Backstop: Webhook Notification
When all retry attempts are exhausted and the workflow still fails, an execution.failed webhook is sent to your registered webhook URL. This allows you to:
- Alert your team via PagerDuty, Slack, or other alerting systems
- Queue the failure for manual review
- Trigger alternative fallback logic on your end
Page Loading Recovery
When a workflow action fails because the page hasn’t finished loading — spinner overlays, skeleton placeholders, lazy-loaded content not yet rendered — the Maintenance Agent detects the issue, waits, retries, and if successful, permanently injects a delay into the workflow so future runs never hit the same problem.
Page Loading Recovery consolidates the former ACTION_PERFORMED_TOO_EARLY category into PAGE_STILL_LOADING with expanded sub-types. Any legacy references to ACTION_PERFORMED_TOO_EARLY are automatically normalized.
Sub-types
The Maintenance Agent classifies page loading failures into specific sub-types to determine the appropriate wait duration.
| Sub-Type | Description | Wait Duration |
|---|
SPINNER_VISIBLE | Full-page or section spinner / loading indicator is visible | 15s |
CONTENT_AREA_EMPTY | Main content area is blank during load | 15s |
NAVIGATION_IN_PROGRESS | Page transition still happening | 15s |
COMPONENT_LOADING | Individual component still rendering | 10s |
PARTIAL_PAGE_LOAD | Page partially rendered, some sections not ready | 10s |
LAZY_CONTENT_PENDING | Lazy-loaded content (dropdowns, search results) not populated | 10s |
Sub-types where the page is partially ready (COMPONENT_LOADING, PARTIAL_PAGE_LOAD, LAZY_CONTENT_PENDING) receive a shorter 10-second delay. Sub-types indicating the page is still broadly loading receive 15 seconds.
Recovery pipeline
Recovery proceeds through three tiers. Each tier is attempted only once per node per session to prevent infinite loops.
Tier 1 — Delay and retry: When PAGE_STILL_LOADING is detected, a temporary Delay node is injected before the failing node. The workflow resumes from the delay node and retries the original action. If the retry succeeds, the delay is permanently injected into the workflow.
Tier 2 — Retrace to earlier node: If the same node fails again after the Tier 1 delay, an LLM analyzes screenshots to identify an earlier node the workflow can safely resume from. A delay is injected before that earlier node and the workflow resumes from there.

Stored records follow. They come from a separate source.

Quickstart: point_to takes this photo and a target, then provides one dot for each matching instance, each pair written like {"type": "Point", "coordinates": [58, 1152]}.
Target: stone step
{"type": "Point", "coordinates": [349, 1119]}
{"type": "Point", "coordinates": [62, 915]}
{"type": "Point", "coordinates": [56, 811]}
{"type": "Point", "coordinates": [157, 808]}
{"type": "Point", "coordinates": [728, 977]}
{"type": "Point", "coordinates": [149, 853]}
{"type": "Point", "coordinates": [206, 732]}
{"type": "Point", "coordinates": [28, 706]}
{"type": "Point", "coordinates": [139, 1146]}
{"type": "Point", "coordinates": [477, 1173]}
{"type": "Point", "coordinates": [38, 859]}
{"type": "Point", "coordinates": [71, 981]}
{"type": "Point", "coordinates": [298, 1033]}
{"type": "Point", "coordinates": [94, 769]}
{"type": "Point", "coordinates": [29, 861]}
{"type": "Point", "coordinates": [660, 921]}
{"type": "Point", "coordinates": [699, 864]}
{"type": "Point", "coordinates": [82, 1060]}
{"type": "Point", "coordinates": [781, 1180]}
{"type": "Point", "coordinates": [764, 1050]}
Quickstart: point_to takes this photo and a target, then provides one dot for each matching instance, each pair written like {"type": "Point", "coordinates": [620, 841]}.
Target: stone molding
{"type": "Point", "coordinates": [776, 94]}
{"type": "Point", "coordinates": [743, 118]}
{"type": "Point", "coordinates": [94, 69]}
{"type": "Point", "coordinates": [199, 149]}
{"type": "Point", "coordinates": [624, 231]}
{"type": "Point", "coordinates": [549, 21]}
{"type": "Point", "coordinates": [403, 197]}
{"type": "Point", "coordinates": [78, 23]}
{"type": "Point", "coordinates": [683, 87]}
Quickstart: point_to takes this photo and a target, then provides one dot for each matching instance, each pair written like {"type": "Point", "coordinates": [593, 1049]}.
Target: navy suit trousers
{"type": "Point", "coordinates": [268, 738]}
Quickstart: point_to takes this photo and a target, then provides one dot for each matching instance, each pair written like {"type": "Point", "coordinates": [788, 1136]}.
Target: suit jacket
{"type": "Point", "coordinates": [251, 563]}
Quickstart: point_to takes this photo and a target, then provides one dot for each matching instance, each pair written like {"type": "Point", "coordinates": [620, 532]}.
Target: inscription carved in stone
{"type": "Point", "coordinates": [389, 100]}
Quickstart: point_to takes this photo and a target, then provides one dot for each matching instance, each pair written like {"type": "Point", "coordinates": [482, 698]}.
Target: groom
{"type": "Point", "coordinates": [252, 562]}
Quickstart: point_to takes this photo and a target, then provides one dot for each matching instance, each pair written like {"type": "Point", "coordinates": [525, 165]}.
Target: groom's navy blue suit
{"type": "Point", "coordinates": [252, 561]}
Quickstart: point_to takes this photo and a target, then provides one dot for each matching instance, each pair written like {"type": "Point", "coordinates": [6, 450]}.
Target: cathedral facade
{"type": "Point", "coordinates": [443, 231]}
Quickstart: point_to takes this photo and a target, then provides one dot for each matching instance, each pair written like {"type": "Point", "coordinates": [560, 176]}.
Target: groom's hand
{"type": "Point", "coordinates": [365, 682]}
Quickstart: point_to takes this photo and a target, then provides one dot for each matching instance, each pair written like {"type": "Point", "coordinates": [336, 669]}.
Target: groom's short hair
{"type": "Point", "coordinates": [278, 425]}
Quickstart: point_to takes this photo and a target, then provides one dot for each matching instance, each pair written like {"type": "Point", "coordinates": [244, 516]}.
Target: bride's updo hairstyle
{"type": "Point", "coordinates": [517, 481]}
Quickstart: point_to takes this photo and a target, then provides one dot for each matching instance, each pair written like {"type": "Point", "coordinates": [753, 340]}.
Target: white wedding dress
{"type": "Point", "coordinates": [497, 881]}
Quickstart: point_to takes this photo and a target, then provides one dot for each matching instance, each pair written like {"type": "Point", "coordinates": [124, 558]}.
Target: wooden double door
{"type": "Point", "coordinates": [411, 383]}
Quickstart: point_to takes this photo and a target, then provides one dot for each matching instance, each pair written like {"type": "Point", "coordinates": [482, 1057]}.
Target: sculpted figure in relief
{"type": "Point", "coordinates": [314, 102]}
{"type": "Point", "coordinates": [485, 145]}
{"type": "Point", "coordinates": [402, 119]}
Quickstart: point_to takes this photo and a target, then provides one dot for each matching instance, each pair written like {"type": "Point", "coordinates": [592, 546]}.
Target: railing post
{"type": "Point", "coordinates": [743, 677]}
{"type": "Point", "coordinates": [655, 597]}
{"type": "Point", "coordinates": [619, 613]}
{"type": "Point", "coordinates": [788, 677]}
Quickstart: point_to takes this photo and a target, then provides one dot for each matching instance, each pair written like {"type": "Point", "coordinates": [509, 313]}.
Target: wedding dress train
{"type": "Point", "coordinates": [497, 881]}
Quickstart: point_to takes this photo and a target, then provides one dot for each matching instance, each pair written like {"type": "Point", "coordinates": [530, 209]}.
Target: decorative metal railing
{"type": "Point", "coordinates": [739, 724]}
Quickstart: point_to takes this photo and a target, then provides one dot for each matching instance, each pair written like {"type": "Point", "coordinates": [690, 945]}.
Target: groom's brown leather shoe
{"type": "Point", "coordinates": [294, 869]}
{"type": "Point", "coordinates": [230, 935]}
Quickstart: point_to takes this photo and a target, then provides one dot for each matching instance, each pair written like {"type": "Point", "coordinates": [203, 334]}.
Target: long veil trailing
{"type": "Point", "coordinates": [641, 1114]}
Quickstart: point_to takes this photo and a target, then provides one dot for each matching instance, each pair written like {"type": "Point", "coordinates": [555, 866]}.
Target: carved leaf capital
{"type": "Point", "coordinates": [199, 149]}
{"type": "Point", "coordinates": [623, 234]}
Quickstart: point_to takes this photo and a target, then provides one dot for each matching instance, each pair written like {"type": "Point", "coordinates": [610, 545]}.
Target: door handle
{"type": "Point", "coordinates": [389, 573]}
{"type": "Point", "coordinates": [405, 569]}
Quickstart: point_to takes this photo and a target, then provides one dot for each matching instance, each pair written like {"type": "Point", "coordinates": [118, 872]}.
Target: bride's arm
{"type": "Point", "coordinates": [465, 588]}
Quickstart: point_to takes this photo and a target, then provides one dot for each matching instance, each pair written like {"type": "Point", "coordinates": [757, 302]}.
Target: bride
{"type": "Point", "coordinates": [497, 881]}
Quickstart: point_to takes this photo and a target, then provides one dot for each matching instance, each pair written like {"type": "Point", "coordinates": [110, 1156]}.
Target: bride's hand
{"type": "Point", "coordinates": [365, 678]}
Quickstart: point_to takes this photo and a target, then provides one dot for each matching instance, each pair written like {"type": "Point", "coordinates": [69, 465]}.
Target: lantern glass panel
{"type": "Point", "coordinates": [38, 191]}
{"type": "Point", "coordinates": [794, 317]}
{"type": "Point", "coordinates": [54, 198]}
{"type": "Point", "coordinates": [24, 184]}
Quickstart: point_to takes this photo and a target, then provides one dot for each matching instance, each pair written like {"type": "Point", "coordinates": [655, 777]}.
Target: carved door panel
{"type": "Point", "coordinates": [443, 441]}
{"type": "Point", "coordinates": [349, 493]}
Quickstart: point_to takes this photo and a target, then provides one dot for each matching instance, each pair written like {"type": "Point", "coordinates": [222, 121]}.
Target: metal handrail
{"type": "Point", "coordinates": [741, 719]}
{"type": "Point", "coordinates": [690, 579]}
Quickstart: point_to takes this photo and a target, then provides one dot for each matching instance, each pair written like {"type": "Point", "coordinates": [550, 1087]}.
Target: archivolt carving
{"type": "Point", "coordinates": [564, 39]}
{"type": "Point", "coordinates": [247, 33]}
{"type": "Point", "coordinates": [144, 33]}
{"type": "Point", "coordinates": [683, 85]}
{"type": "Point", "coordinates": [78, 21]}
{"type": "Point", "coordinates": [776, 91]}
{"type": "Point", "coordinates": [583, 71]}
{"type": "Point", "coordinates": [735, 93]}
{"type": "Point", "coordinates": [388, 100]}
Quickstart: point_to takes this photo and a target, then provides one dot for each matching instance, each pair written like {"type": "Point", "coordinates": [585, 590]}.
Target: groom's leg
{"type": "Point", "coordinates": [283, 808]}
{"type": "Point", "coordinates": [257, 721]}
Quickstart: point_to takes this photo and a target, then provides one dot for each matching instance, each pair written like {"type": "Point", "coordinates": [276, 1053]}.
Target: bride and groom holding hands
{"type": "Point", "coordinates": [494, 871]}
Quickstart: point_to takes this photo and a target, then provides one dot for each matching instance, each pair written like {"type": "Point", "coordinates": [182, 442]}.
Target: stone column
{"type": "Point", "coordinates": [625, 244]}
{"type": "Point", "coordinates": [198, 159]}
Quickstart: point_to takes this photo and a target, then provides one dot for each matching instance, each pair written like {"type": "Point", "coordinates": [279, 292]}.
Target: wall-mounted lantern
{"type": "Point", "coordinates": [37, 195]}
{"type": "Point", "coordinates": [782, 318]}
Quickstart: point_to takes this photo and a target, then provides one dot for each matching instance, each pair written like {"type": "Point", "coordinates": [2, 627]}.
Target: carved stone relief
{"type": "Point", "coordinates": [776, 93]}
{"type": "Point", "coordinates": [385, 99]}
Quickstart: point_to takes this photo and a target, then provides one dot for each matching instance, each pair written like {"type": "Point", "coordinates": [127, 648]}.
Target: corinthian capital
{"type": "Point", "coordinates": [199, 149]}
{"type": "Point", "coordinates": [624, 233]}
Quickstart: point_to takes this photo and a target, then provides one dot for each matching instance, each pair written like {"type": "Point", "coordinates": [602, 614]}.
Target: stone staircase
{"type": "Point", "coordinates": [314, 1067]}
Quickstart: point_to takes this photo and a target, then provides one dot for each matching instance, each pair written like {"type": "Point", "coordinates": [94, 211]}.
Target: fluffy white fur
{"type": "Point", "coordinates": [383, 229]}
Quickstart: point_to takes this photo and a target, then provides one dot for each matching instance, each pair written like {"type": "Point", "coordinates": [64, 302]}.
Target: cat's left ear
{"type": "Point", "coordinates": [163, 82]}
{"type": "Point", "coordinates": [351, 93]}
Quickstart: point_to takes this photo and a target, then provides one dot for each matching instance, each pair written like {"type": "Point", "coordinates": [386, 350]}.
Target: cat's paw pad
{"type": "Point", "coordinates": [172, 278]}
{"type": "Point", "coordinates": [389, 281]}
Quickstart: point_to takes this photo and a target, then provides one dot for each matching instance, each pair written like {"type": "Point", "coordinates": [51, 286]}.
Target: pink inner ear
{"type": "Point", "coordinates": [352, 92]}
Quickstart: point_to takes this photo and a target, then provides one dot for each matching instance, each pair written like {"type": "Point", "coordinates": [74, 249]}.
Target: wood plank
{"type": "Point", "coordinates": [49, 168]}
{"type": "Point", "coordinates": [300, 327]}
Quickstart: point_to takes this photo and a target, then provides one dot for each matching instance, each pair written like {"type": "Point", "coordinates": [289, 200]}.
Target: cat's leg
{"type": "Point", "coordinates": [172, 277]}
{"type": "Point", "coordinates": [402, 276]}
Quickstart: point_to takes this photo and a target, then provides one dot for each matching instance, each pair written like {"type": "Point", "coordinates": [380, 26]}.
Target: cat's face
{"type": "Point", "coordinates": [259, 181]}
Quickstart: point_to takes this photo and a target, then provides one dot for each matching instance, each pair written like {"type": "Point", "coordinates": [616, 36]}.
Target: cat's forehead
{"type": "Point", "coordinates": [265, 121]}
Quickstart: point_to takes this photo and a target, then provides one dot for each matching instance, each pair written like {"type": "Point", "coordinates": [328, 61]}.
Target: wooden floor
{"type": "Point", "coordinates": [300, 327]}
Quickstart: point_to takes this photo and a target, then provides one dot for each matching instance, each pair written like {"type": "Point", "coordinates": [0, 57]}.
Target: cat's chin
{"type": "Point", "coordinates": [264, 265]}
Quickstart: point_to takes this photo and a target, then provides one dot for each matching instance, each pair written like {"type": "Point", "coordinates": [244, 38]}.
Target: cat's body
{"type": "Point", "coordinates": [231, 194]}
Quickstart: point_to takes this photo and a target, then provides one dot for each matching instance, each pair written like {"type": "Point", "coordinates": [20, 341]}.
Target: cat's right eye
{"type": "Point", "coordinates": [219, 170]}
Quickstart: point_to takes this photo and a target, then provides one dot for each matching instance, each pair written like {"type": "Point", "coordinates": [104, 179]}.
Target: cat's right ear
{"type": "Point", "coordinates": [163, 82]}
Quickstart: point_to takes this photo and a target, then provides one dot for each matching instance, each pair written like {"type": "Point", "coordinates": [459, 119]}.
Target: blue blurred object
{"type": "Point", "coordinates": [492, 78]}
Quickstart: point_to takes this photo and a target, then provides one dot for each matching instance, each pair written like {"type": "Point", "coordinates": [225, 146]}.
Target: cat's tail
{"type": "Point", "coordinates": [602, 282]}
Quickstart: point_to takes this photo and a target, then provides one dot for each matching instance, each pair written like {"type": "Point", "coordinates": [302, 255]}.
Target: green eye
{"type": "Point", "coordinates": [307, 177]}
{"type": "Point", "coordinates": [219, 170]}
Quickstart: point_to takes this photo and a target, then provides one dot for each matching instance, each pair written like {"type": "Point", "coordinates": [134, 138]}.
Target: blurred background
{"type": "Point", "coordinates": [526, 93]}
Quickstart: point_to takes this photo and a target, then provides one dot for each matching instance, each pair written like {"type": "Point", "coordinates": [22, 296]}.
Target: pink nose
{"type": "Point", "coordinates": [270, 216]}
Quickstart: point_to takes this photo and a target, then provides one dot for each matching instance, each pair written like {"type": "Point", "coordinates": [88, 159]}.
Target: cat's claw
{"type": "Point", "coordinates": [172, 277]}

Tier 3 — Requeue: If both tiers fail, the session falls back to a full requeue (session restart), governed by the workflow’s Service Unavailable Recovery settings and maximum retry attempts.
Permanent workflow update
After a successful Tier 1 recovery, the system permanently increases the wait_time on the failing node so future runs give the page more time to load before timing out:
- The failing node completes successfully after the injected delay
- The system checks that the node’s
wait_time hasn’t already been bumped
- The node’s
wait_time is increased from the default 15s to 15s + the recovery delay (e.g. 25s or 30s depending on sub-type)
- A new workflow version is created with a descriptive note, e.g.:
Auto-increased wait_time to 30s on "Click New Patient" (page loading recovery)
Unlike a static delay node, wait_time is adaptive — the node polls for the target element and proceeds as soon as it appears. If the page loads in 500ms, the node finishes in 500ms. The increased timeout is only a ceiling, not a fixed sleep.
The wait_time bump is safe and non-destructive. Each update creates a new workflow version, so you can always review or revert from the workflow version history.
Configuration
Page Loading Recovery is enabled automatically for all workflows. No additional configuration is required. The recovery respects your existing error handling settings — Maximum Error Recovery Attempts controls how many times Tier 3 (requeue) can retry, and Service Unavailable Recovery must be enabled for Tier 3 fallback to activate.